Tuesday, August 18, 2009

Policeman: I Can Use Whatever Force I Want

Based on my observations of them, that's the mode of operation I've always assumed the police operate under. It's good to see one of them come right out and put it down in writing:

[from the AMA report] p. 3—Police officers are legally and morally required to use the lowest level of force necessary to control a situation and to deescalate at the earliest opportunity.

[from this author] REBUTTAL: That passage misstates the law of the land. The United States Supreme Court’s landmark ruling 20 years ago established that the test of legitimacy of a police use of force is whether the force used was “objectively reasonable” under the 4th Amendment to the Constitution of the United States (see Graham v. Connor, 490 U.S. 386, 109 S. Ct. 1865).
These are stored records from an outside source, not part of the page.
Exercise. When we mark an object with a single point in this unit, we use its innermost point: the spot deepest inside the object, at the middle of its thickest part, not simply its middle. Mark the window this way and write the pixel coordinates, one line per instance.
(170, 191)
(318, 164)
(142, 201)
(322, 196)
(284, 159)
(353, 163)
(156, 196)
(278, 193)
Officers are provided great latitude in what force options are appropriate to use to attempt to overcome resistance in a given situation, and they are not required to use the lowest level of force.

Yep, tasing people for running, for already being in handcuffs, for mouthing off, for asking questions, for refusing to sign tickets, for being mentally ill, or for being in diabetic seizure all seem like objectively reasonable uses of force. Christ.

The article at the above link is a mostly disorganized rebuttal of the AMA's latest take on tasing, which coincidentally is being widely ignored in the mainstream media (see this search result for example), is filled with typical Taser International talking points (Amnesty International is bad, Tasers are perfectly safe, any study that finds fault with tasers or their use must be flawed, etc.).

A sad takeaway here is that this author is someone with huge amounts of misinformation and huge amounts of experience in police work. If he represents the best voice law enforcement has on this issue, I'm more frightened than I was before finding this article.